El vehículo de emergencias está listo para salir. Entre los equipos habituales (botas, casco, linterna) hay un elemento que no figura en los protocolos estándar: un pequeño kit con santos óleos. No es un error ni una excepción: hace parte del equipo personal de Giovanny Galvis Ramírez, sacerdote y bombero activo en Bello, Antioquia.
Desde 2014 integra el Cuerpo de Bomberos Voluntarios de ese municipio, pero su historia no comenzó allí. Su formación inicial fue completamente religiosa y se remonta a más de 20 años de ejercicio sacerdotal, una trayectoria que ha desarrollado principalmente en Medellín y su área metropolitana.
Hoy, su jornada no se divide en dos partes iguales, sino en bloques que se superponen según la urgencia. Puede iniciar el día en la parroquia San Fernando Rey, en el barrio Alfonso López, y terminarlo atendiendo una emergencia estructural o coordinando operaciones desde la estación de bomberos.
Entre sotana y uniforme
La logística de su rutina está calculada. A primera hora celebra misa y, en días específicos, se traslada al colegio La Compañía de María, donde cumple funciones como capellán. Antes de las 9:00 de la mañana ya ha cumplido compromisos religiosos y está en tránsito hacia otra responsabilidad completamente distinta.

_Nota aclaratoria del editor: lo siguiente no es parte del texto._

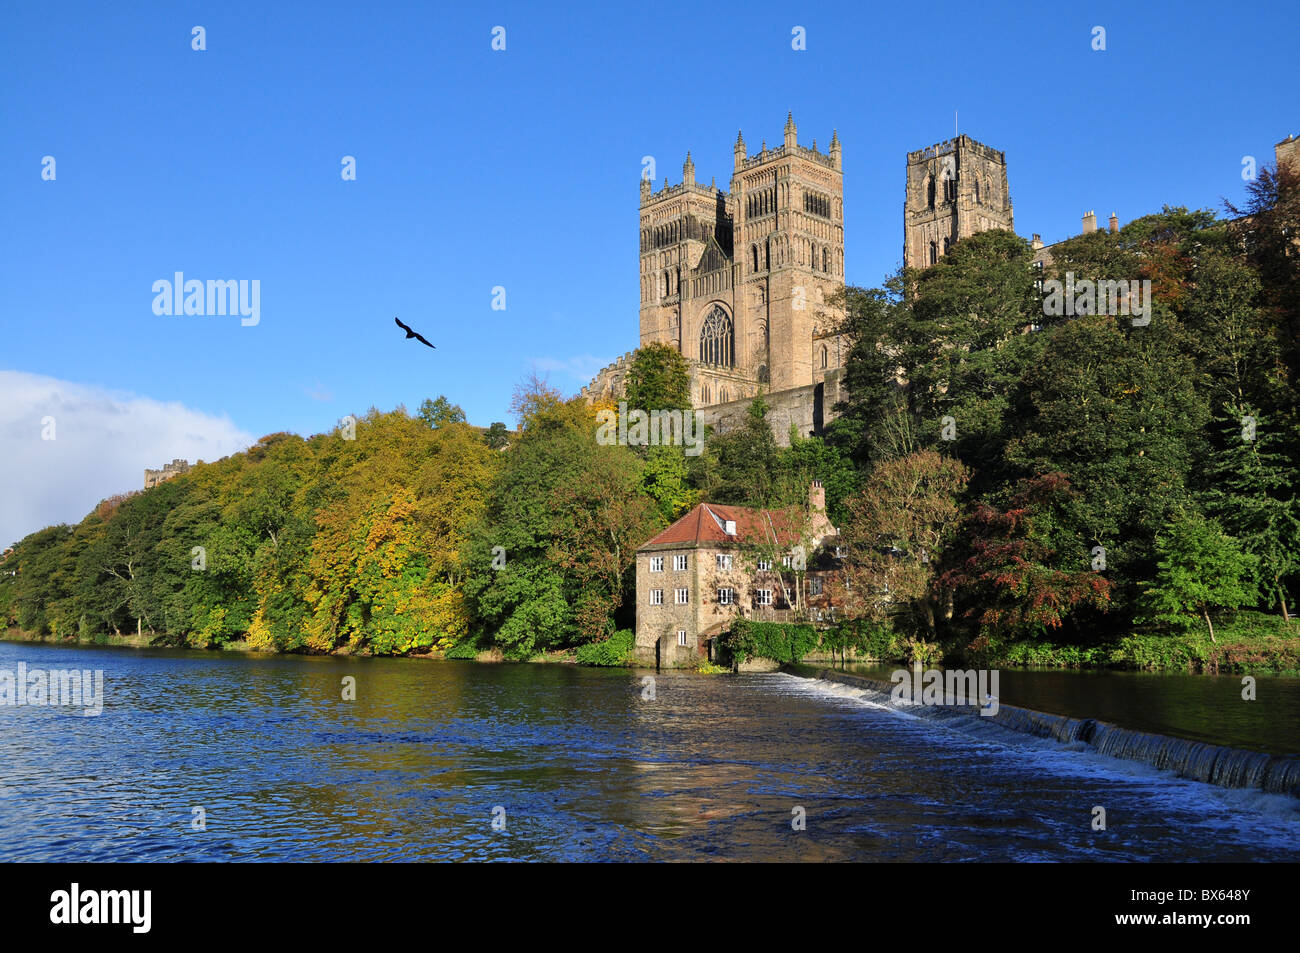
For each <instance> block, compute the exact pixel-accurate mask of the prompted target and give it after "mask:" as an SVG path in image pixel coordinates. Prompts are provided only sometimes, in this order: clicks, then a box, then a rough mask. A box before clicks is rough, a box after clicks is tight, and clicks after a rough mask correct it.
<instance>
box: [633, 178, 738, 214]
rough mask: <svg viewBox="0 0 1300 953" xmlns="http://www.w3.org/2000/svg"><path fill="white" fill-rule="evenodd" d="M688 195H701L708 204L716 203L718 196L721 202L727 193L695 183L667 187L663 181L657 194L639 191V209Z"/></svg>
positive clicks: (726, 198) (717, 200) (709, 187)
mask: <svg viewBox="0 0 1300 953" xmlns="http://www.w3.org/2000/svg"><path fill="white" fill-rule="evenodd" d="M643 181H645V179H642V182H643ZM689 194H693V195H701V196H703V198H706V199H708V200H710V202H718V196H719V195H720V196H722V198H723V200H725V199H727V192H725V191H723V190H722V189H719V187H718V186H702V185H698V183H695V182H679V183H677V185H675V186H671V185H668V181H667V179H664V183H663V185H662V186H660V187H659V191H658V192H655V191H651V190H645V189H643V190H642V191H641V208H646V207H647V205H654V204H658V203H660V202H663V200H664V199H672V198H676V196H679V195H689Z"/></svg>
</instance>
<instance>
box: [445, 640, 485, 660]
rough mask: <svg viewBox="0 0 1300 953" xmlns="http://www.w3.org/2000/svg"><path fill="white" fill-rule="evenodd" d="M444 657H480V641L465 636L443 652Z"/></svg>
mask: <svg viewBox="0 0 1300 953" xmlns="http://www.w3.org/2000/svg"><path fill="white" fill-rule="evenodd" d="M442 657H443V658H459V659H471V660H473V659H474V658H477V657H478V641H477V640H474V638H465V640H463V641H460V642H456V644H455V645H452V646H451V647H450V649H447V650H446V651H445V653H442Z"/></svg>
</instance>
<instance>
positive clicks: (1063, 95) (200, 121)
mask: <svg viewBox="0 0 1300 953" xmlns="http://www.w3.org/2000/svg"><path fill="white" fill-rule="evenodd" d="M268 8H270V9H268ZM0 16H3V20H0V23H3V33H0V111H3V118H0V144H3V148H0V209H3V218H0V221H3V224H4V228H3V229H0V294H3V299H0V302H3V307H0V321H3V332H4V335H3V341H4V348H3V351H0V371H10V372H21V373H23V374H30V376H42V377H43V378H51V380H55V381H62V382H68V384H69V385H77V386H78V387H86V389H101V390H104V391H105V393H110V394H116V395H117V397H113V398H108V399H109V400H116V402H117V404H114V406H118V404H120V406H121V407H126V406H129V404H130V403H131V399H136V398H139V399H147V400H152V402H157V403H159V404H160V406H172V407H177V406H178V407H181V408H183V410H185V411H186V412H196V413H199V415H205V416H208V417H211V419H213V420H217V421H221V425H222V426H229V425H233V426H234V429H235V430H237V432H238V433H240V434H251V436H252V437H256V436H261V434H264V433H269V432H274V430H295V432H299V433H315V432H320V430H325V429H329V428H330V426H333V425H334V423H335V421H337V420H338V417H341V416H342V415H344V413H348V412H364V410H365V408H368V407H370V406H377V407H380V408H383V410H387V408H391V407H394V406H396V404H399V403H404V404H406V406H407V407H408V408H411V410H413V408H415V407H416V406H417V404H419V403H420V400H421V399H422V398H424V397H433V395H437V394H439V393H445V394H447V395H448V397H450V398H451V399H452V400H455V402H458V403H460V404H461V406H463V407H464V408H465V411H467V412H468V415H469V419H471V421H472V423H477V424H487V423H490V421H493V420H507V421H508V420H510V416H508V404H510V397H511V391H512V389H513V386H515V384H516V382H517V381H519V380H520V378H521V377H523V376H525V374H526V373H528V372H529V371H530V369H533V368H539V369H541V371H545V372H549V373H550V378H551V381H552V382H554V384H556V385H558V386H560V387H562V389H564V390H568V391H575V390H576V389H577V387H578V386H581V384H582V382H585V381H586V380H588V378H589V377H590V374H591V372H593V371H594V369H597V368H598V367H601V365H602V364H603V363H606V361H608V360H611V359H614V358H615V356H617V355H619V354H621V352H624V351H628V350H630V348H632V347H633V346H634V345H636V341H637V179H638V176H640V172H641V157H642V156H645V155H651V156H654V157H655V159H656V164H658V172H659V174H660V177H662V176H664V174H667V177H668V181H669V182H679V181H680V179H681V163H682V159H684V156H685V152H686V150H688V148H689V150H690V151H692V153H693V157H694V161H695V168H697V178H699V179H702V181H705V182H707V181H708V178H710V177H711V176H716V177H718V178H719V183H720V185H725V183H727V181H728V179H729V176H731V169H732V143H733V142H735V138H736V131H737V129H742V130H744V133H745V138H746V142H748V143H749V146H750V150H751V151H753V150H757V148H758V144H759V142H761V140H762V139H764V138H766V139H767V142H768V143H779V142H780V139H781V127H783V125H784V121H785V114H787V111H793V113H794V118H796V122H797V124H798V130H800V142H801V143H803V144H810V143H811V140H813V139H814V138H815V139H816V142H818V146H819V147H822V148H824V147H826V146H827V143H829V139H831V133H832V129H837V130H839V134H840V139H841V142H842V143H844V183H845V185H844V189H845V246H846V256H845V268H846V273H848V278H849V281H852V282H854V283H861V285H874V283H878V282H879V281H880V280H881V277H883V276H884V274H887V273H888V272H891V270H893V269H894V268H896V267H897V264H898V260H900V251H901V244H902V191H904V161H905V153H906V152H907V151H909V150H915V148H920V147H923V146H928V144H931V143H935V142H939V140H941V139H945V138H949V137H950V135H952V133H953V112H954V109H957V111H959V125H961V131H963V133H969V134H970V135H972V137H975V138H976V139H979V140H982V142H984V143H988V144H991V146H993V147H995V148H1000V150H1004V151H1005V152H1006V156H1008V163H1009V173H1010V187H1011V199H1013V202H1014V204H1015V224H1017V230H1018V231H1019V233H1021V234H1024V235H1028V234H1030V233H1032V231H1037V233H1041V234H1043V237H1044V239H1047V241H1054V239H1058V238H1063V237H1066V235H1069V234H1074V233H1076V231H1078V230H1079V217H1080V215H1082V213H1083V212H1086V211H1088V209H1095V211H1096V212H1097V216H1099V218H1100V220H1105V217H1106V216H1108V215H1109V213H1110V212H1112V211H1114V212H1118V215H1119V217H1121V221H1128V220H1130V218H1134V217H1136V216H1139V215H1143V213H1147V212H1151V211H1157V209H1158V208H1160V207H1161V205H1162V204H1164V203H1170V204H1187V205H1191V207H1213V208H1218V207H1219V203H1221V199H1222V198H1223V196H1229V198H1234V199H1238V198H1240V196H1242V194H1243V182H1242V176H1240V169H1242V157H1243V156H1245V155H1255V156H1257V157H1258V160H1260V161H1261V163H1264V161H1271V156H1273V143H1274V142H1277V140H1278V139H1282V138H1284V137H1286V135H1287V134H1288V133H1296V131H1300V107H1297V105H1296V100H1295V98H1294V95H1288V91H1291V90H1294V69H1295V47H1294V44H1295V40H1296V38H1297V35H1300V13H1297V8H1296V7H1295V5H1294V4H1281V3H1279V4H1256V5H1251V7H1248V8H1243V7H1240V5H1229V4H1204V3H1177V4H1152V5H1147V4H1131V3H1122V4H1121V3H1092V4H998V3H993V4H985V5H979V7H972V5H970V4H952V5H946V4H941V3H940V4H931V5H927V7H926V8H924V9H923V10H922V9H920V8H918V7H915V5H906V4H885V5H866V4H861V3H836V4H819V5H815V7H814V5H805V4H785V3H757V1H751V3H742V4H718V3H711V4H689V5H688V4H680V5H679V4H654V5H646V4H637V5H620V7H607V5H599V4H591V5H581V4H568V3H565V4H541V3H529V4H487V5H482V7H478V5H471V4H464V5H461V4H456V5H446V4H439V5H433V4H382V3H380V4H354V3H347V4H334V3H316V4H300V5H296V4H264V3H257V4H208V3H170V4H161V3H159V4H72V5H69V4H59V3H55V4H21V5H18V4H14V5H8V7H6V9H5V10H4V13H3V14H0ZM195 25H201V26H203V27H204V29H205V33H207V35H205V39H207V49H205V51H203V52H195V51H194V49H191V27H192V26H195ZM498 25H499V26H504V27H506V49H504V51H503V52H495V51H493V49H491V47H490V44H491V30H493V27H494V26H498ZM1099 25H1100V26H1104V27H1105V30H1106V51H1105V52H1096V51H1093V49H1092V48H1091V40H1092V29H1093V26H1099ZM794 26H802V27H805V29H806V36H807V48H806V49H805V51H793V49H792V44H790V35H792V29H793V27H794ZM47 155H48V156H53V157H55V160H56V164H57V165H56V174H57V178H56V179H55V181H52V182H51V181H43V179H42V174H40V172H42V159H43V157H44V156H47ZM344 155H350V156H355V159H356V181H352V182H344V181H342V178H341V176H339V170H341V160H342V157H343V156H344ZM662 182H663V179H662V178H660V179H659V181H656V182H655V187H659V186H660V185H662ZM177 270H181V272H183V273H185V274H186V277H188V278H200V280H208V278H244V280H253V278H256V280H259V281H260V287H261V315H260V324H259V325H257V326H252V328H244V326H240V322H239V320H238V317H207V316H205V317H196V316H156V315H155V313H153V312H152V308H151V304H152V300H153V293H152V290H151V287H152V283H153V281H156V280H159V278H170V277H172V274H173V273H174V272H177ZM494 286H502V287H504V289H506V304H507V307H506V311H503V312H502V311H493V309H491V307H490V304H491V289H493V287H494ZM394 315H400V316H402V317H403V320H404V321H407V322H408V324H411V325H412V326H415V328H416V329H417V330H421V332H422V333H424V334H425V335H426V337H429V338H430V339H432V341H433V342H434V343H437V346H438V350H435V351H429V350H428V348H424V347H421V346H419V345H416V343H407V342H404V341H403V339H402V337H400V333H399V332H398V330H396V329H395V326H394V325H393V316H394ZM0 423H3V421H0ZM19 424H21V421H19ZM19 424H16V426H17V429H13V428H9V429H4V428H3V426H0V439H3V441H4V442H5V445H8V446H5V447H0V450H5V451H6V452H10V454H13V455H14V456H22V454H23V452H34V451H30V450H29V451H23V450H22V447H21V446H19V445H21V443H22V442H23V441H26V439H29V437H30V433H34V432H35V430H30V433H29V432H27V430H22V426H21V425H19ZM29 429H30V428H29ZM19 432H21V434H19ZM122 452H123V454H125V455H126V458H127V460H129V462H130V463H131V467H129V468H127V469H130V471H131V472H134V471H135V469H136V465H135V464H136V458H135V456H130V454H129V452H127V451H122ZM173 455H175V456H179V455H183V454H182V452H175V454H168V458H166V459H170V456H173ZM161 462H162V460H161V459H159V460H138V464H139V467H143V465H159V464H160V463H161ZM123 472H126V471H123ZM131 478H133V480H134V481H136V482H138V477H131ZM118 489H129V488H117V486H108V485H104V486H101V490H103V491H100V493H99V495H105V494H107V493H110V491H117V490H118ZM91 502H94V501H91ZM78 516H79V514H68V516H66V519H77V517H78ZM4 533H5V528H4V525H3V524H0V536H3V534H4Z"/></svg>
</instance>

El cambio de rol ocurre en menos de media hora. Deja la sotana, se pone el uniforme y asume funciones en Bomberos Bello. Allí no solo atiende emergencias: también cumple tareas administrativas y de coordinación. Su jornada puede extenderse hasta la tarde, dependiendo de las alertas que se presenten.
La decisión de convertirse en bombero no surgió como un plan paralelo, sino como una extensión de su entorno. Mientras era párroco en la iglesia El Rosario de Bello, entró en contacto con el comandante Nelson Zuluaica. A partir de ese momento, comenzó un proceso de formación que incluyó entrenamiento en Colombia y en Estados Unidos.
Ese proceso implicó ajustes complejos. Las prácticas coincidían con fines de semana, los días de mayor actividad religiosa, lo que lo obligó a reorganizar su agenda para cumplir con ambos compromisos. Aun así, completó la formación y formalizó su ingreso como bombero activo.
“Capi, no quiero ser honorífico. Yo quiero salir, quiero atender emergencias”, fue la frase con la que pidió asumir funciones operativas dentro del cuerpo.

Atento a las emergencias físicas… y espirituales
En terreno, su doble condición adquiere un significado particular. No solo participa en rescates o control de incendios. También ha intervenido en momentos donde la atención ya no es solo médica o técnica, sino espiritual. En esos casos, utiliza los elementos que lleva en su kit personal.
“Uno siempre lleva el kit básico para realizar esos rituales cuando le toca el momento de la atención, teniendo en cuenta que muchas veces en los bomberos se presenta la situación de atender una persona al borde de la muerte. Yo lo mantengo en el carro”.
Uno de los episodios que evidenció esa dualidad ocurrió durante la emergencia del 24 de junio en el barrio Granizal, cuando lluvias intensas causaron un deslizamiento que dejó 27 víctimas mortales y destruyó múltiples viviendas en los sectores de Altos de Oriente y El Pinal. Durante varios días, tuvo que concentrarse en las labores como bombero, delegando sus responsabilidades parroquiales. La prioridad fue la atención de la emergencia, sin abandonar del todo su rol religioso.
Su presencia en ambos espacios ha sido reconocida por autoridades locales y por el mismo cuerpo de bomberos. Además de participar en operaciones, ocupa funciones internas que requieren coordinación y gestión.
Por eso, la estructura de su día no responde a la improvisación. “El éxito de todo es la disciplina”, afirma. Esa disciplina es la que le permite pasar de un altar a una emergencia sin margen de error, cumpliendo horarios, desplazamientos y responsabilidades en contextos completamente distintos.